Amulya Etikala

India

Targeted Brain Delivery of Berberine Nanoemulsion: Preclinical Insights and Cognitive Rescue in Scopolamine-Induced Alzheimer’s Model

Etikala Amulya*1, Mansi Negi1, Vivek Phatale1, Saurabh Srivastava1

1. Department of Pharmaceutics, National Institute of Pharmaceutical Education and Research (NIPER), Hyderabad, Telangana, India

Abstract

Background

Alzheimer’s disease (AD) is a progressive neurodegenerative disorder predominantly affecting the elderly. According to the Alzheimer’s Association report (2023), approximately 6.7 million Americans aged ≥65 years are living with AD, and WHO projections estimate global cases may surpass 100 million by 2050, highlighting the urgent need for effective therapeutic interventions.

Methods

In the present investigation, a berberine-loaded nanoemulsion (BER-NE) was developed for intranasal (IN) delivery as a novel therapeutic platform for AD. The formulation was characterized for droplet size, polydispersity index (PDI), morphological features, and drug content.
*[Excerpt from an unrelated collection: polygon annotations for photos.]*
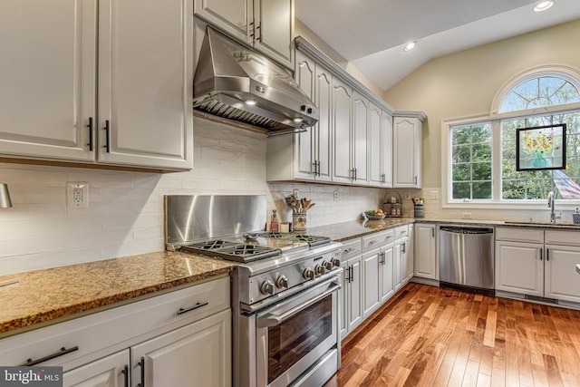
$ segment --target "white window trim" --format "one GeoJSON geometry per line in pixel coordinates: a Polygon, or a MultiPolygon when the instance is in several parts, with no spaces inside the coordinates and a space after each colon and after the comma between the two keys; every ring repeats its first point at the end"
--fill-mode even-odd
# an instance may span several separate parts
{"type": "MultiPolygon", "coordinates": [[[[519,117],[530,117],[536,115],[546,115],[551,112],[563,112],[580,109],[580,102],[558,105],[556,107],[546,106],[542,108],[528,109],[527,111],[508,111],[499,113],[504,100],[508,92],[531,79],[538,76],[555,76],[568,81],[580,91],[580,71],[574,67],[549,64],[532,67],[508,80],[496,92],[491,103],[491,110],[488,114],[480,114],[470,117],[462,117],[441,121],[441,207],[443,208],[499,208],[499,209],[539,209],[546,208],[546,200],[508,200],[501,198],[501,136],[499,135],[499,125],[502,120],[514,119],[519,117]],[[463,201],[451,199],[450,193],[451,179],[450,172],[451,169],[451,151],[450,149],[450,131],[451,126],[477,124],[478,122],[491,121],[493,131],[493,145],[491,150],[492,160],[492,198],[491,199],[471,199],[463,201]]],[[[556,210],[574,210],[580,205],[580,200],[556,200],[558,204],[556,210]]]]}

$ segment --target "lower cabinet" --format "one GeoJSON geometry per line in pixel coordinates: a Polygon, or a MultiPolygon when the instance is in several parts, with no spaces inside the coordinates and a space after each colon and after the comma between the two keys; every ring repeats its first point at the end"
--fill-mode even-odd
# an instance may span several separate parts
{"type": "Polygon", "coordinates": [[[64,372],[63,385],[65,387],[129,386],[129,349],[64,372]]]}
{"type": "Polygon", "coordinates": [[[580,303],[577,231],[496,227],[496,290],[580,303]]]}
{"type": "Polygon", "coordinates": [[[0,364],[62,366],[64,386],[229,386],[229,292],[223,277],[9,336],[0,364]]]}
{"type": "Polygon", "coordinates": [[[130,348],[133,384],[226,386],[231,380],[229,310],[130,348]]]}
{"type": "Polygon", "coordinates": [[[437,225],[415,223],[414,276],[438,280],[437,225]]]}

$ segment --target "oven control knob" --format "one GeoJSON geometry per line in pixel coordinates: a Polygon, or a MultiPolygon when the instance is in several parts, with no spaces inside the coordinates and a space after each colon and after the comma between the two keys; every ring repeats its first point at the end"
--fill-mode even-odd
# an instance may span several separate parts
{"type": "Polygon", "coordinates": [[[316,273],[316,276],[321,276],[323,274],[324,274],[326,272],[326,268],[324,267],[324,263],[323,262],[323,265],[316,265],[314,266],[314,273],[316,273]]]}
{"type": "Polygon", "coordinates": [[[304,271],[302,273],[302,276],[305,278],[305,279],[314,279],[314,271],[313,269],[311,269],[310,267],[306,267],[304,269],[304,271]]]}
{"type": "Polygon", "coordinates": [[[334,266],[333,263],[328,261],[323,261],[323,266],[326,268],[326,270],[332,270],[334,266]]]}
{"type": "Polygon", "coordinates": [[[272,281],[269,279],[264,281],[260,286],[260,292],[263,295],[274,295],[274,284],[272,284],[272,281]]]}
{"type": "Polygon", "coordinates": [[[276,280],[276,285],[278,286],[280,289],[282,289],[284,287],[285,287],[287,289],[288,288],[288,278],[284,275],[280,276],[276,280]]]}

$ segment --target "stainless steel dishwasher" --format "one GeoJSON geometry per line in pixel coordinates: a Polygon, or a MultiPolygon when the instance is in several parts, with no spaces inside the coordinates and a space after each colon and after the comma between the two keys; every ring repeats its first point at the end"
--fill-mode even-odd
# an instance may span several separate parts
{"type": "Polygon", "coordinates": [[[493,227],[440,226],[440,285],[495,294],[493,233],[493,227]]]}

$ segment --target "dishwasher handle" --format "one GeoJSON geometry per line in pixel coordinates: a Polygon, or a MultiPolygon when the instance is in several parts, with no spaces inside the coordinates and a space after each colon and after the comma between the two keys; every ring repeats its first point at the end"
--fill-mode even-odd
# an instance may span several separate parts
{"type": "Polygon", "coordinates": [[[487,227],[460,227],[454,226],[441,226],[440,231],[447,231],[453,234],[493,234],[493,228],[487,227]]]}

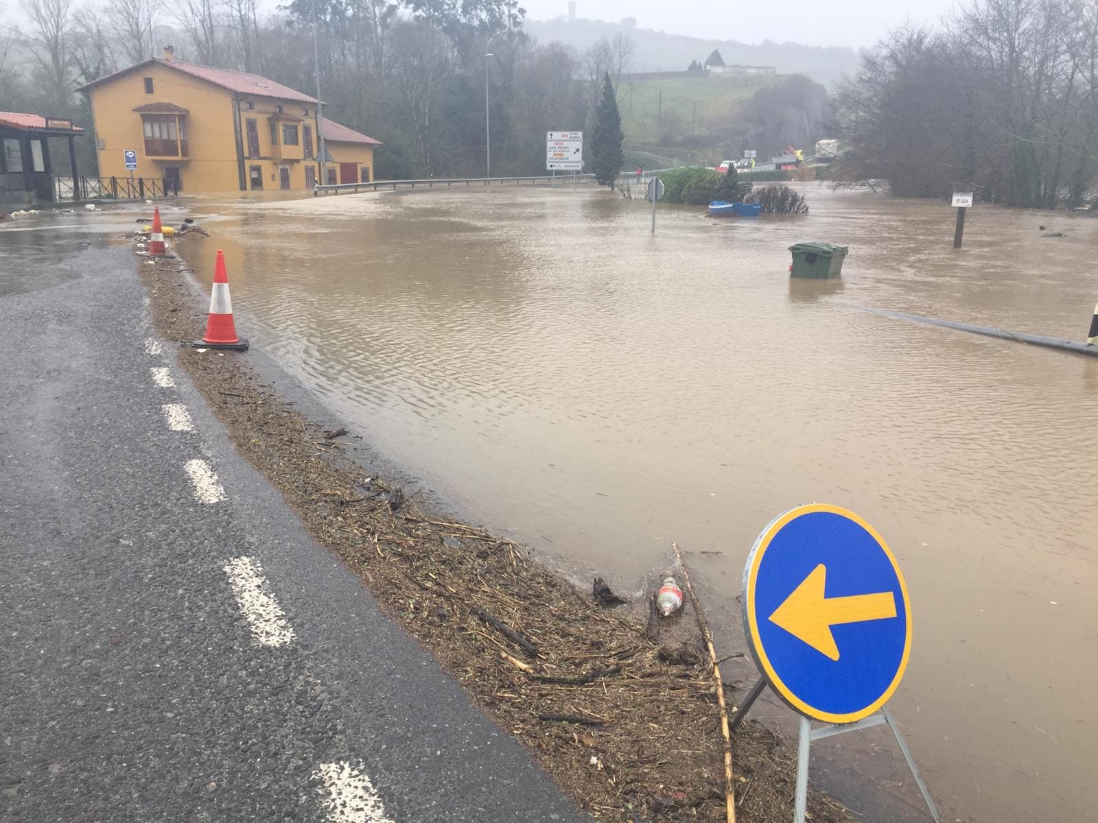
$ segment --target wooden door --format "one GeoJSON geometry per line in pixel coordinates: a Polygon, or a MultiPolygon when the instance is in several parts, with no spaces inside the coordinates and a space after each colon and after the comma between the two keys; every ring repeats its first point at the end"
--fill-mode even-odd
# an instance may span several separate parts
{"type": "Polygon", "coordinates": [[[259,126],[251,117],[245,123],[248,129],[248,157],[259,157],[259,126]]]}

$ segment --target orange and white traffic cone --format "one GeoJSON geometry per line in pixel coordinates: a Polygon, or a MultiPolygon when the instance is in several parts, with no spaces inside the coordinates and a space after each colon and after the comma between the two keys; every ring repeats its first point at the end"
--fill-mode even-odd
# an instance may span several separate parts
{"type": "Polygon", "coordinates": [[[160,227],[160,206],[153,208],[153,232],[148,238],[148,256],[165,257],[168,253],[164,245],[164,229],[160,227]]]}
{"type": "Polygon", "coordinates": [[[228,298],[228,274],[225,273],[225,252],[217,249],[213,269],[213,290],[210,292],[210,318],[201,340],[191,343],[197,349],[233,349],[244,351],[248,341],[236,336],[233,325],[233,302],[228,298]]]}

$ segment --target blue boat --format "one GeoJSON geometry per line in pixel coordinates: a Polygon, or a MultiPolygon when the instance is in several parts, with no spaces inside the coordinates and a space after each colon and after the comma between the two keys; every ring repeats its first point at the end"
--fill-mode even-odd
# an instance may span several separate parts
{"type": "Polygon", "coordinates": [[[709,203],[709,214],[714,217],[735,214],[737,217],[758,217],[762,214],[762,203],[726,203],[715,200],[709,203]]]}

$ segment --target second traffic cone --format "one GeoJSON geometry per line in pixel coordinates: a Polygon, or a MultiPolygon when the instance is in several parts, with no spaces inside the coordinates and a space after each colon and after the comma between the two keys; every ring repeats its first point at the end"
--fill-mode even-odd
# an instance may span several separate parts
{"type": "Polygon", "coordinates": [[[160,206],[153,208],[153,232],[148,236],[148,256],[164,257],[168,253],[164,245],[164,229],[160,227],[160,206]]]}
{"type": "Polygon", "coordinates": [[[201,340],[191,343],[197,349],[233,349],[244,351],[248,341],[236,336],[233,325],[233,302],[228,297],[228,274],[225,272],[225,252],[217,249],[213,268],[213,289],[210,292],[210,318],[201,340]]]}

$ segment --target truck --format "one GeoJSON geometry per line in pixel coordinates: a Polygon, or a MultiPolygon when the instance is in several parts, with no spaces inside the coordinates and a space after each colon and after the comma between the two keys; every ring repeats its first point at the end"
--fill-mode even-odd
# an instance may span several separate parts
{"type": "Polygon", "coordinates": [[[805,159],[805,153],[793,146],[785,147],[785,154],[770,158],[775,169],[794,168],[805,159]]]}

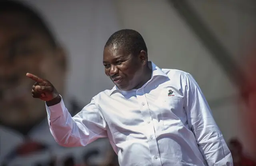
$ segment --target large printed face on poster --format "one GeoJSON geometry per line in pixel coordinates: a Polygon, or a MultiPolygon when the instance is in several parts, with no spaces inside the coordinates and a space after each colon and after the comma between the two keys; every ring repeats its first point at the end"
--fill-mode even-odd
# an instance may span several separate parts
{"type": "MultiPolygon", "coordinates": [[[[111,158],[114,152],[106,139],[75,148],[60,147],[54,140],[45,120],[44,102],[32,97],[34,82],[26,74],[48,79],[63,94],[68,55],[38,16],[15,8],[1,10],[4,1],[0,2],[0,165],[64,163],[72,160],[68,157],[83,161],[92,156],[98,162],[111,158]],[[95,149],[96,154],[92,154],[95,149]]],[[[71,99],[66,103],[71,106],[69,111],[81,110],[71,99]]]]}
{"type": "Polygon", "coordinates": [[[38,21],[29,17],[0,12],[0,122],[15,128],[28,127],[46,116],[44,103],[32,97],[34,82],[26,78],[27,72],[50,80],[60,93],[64,90],[65,53],[38,21]]]}

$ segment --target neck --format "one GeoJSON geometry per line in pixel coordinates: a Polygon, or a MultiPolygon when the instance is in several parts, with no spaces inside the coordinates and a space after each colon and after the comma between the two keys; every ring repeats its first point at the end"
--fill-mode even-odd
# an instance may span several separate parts
{"type": "Polygon", "coordinates": [[[143,72],[143,76],[142,81],[140,82],[136,87],[135,89],[138,89],[141,88],[151,78],[152,75],[152,68],[151,66],[151,64],[148,64],[147,68],[146,68],[144,72],[143,72]]]}

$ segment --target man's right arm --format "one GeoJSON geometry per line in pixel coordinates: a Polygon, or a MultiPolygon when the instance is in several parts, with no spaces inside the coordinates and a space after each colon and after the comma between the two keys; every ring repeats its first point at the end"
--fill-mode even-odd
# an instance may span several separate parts
{"type": "Polygon", "coordinates": [[[106,123],[93,98],[73,118],[61,97],[59,100],[58,103],[46,102],[46,106],[51,133],[60,145],[85,146],[99,138],[107,137],[106,123]]]}
{"type": "Polygon", "coordinates": [[[52,134],[64,146],[85,146],[100,137],[106,137],[106,123],[93,98],[91,102],[72,118],[62,98],[50,81],[28,73],[26,76],[36,82],[31,93],[34,98],[46,102],[52,134]]]}

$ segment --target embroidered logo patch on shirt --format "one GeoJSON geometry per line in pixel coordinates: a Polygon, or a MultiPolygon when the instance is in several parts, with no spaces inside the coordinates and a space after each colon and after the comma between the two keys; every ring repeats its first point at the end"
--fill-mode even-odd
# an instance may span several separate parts
{"type": "Polygon", "coordinates": [[[169,90],[169,93],[168,93],[168,96],[173,96],[175,95],[174,94],[172,94],[173,93],[173,91],[172,90],[169,90]]]}

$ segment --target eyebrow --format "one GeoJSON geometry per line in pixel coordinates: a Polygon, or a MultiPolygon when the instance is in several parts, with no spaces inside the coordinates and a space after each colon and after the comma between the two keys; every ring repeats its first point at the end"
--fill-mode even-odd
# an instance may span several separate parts
{"type": "MultiPolygon", "coordinates": [[[[117,60],[120,60],[121,59],[123,59],[123,58],[124,58],[124,57],[121,57],[119,56],[119,57],[113,58],[113,59],[112,60],[112,61],[116,61],[117,60]]],[[[109,63],[109,62],[106,61],[103,61],[103,63],[109,63]]]]}

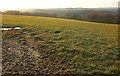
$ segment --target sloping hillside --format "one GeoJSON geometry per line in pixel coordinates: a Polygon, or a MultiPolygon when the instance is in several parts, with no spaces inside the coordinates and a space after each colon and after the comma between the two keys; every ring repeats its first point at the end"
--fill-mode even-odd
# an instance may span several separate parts
{"type": "Polygon", "coordinates": [[[3,15],[3,74],[118,74],[118,25],[3,15]]]}

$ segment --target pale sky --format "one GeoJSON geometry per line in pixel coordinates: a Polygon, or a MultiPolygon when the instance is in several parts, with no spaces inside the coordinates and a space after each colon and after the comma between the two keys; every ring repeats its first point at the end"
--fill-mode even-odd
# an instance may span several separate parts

In vitro assays were conducted on SH-SY5Y neuroblastoma cells to evaluate cytoprotective effects, while in vivo studies were performed in Wistar rats to assess brain targeting efficiency and therapeutic efficacy.

Results

The optimized NE displayed a droplet size of 138.5 ± 0.96 nm, PDI of 0.203 ± 0.007, and drug content of 99.62 ± 1.02 %. In vitro studies on SH-SY5Y cells demonstrated that BER-NE reduced reactive oxygen species levels by 2.09-fold and restored mitochondrial membrane potential, reflected by a 3.61-fold increase in red/green fluorescence intensity compared to scopolamine (SCOP)-treated cells. Pharmacokinetic profiling revealed that IN BER-NE achieved a 3.2- and 3.6-fold increase in brain Cmax compared to IN BER-suspension and BER-NE IV, respectively. The IN BER-NE depicted a 1.7- and 1.9-fold increase in % DTE and % DTP compared to the IN BER-suspension, which supports the efficient nose-to-brain delivery. Behavioural assessments demonstrated dose-dependent reversal of SCOP-induced cognitive, depressive, and motor impairments. BER-NE via the IN route markedly reduced the nitrite accumulation by 4.3-fold relative to the SCOP group, indicating attenuation of nitrosative stress.

Conclusions

Collectively, these findings underscore the potential of BER-NE as a promising, non-invasive, and patient-friendly therapeutic strategy for AD management.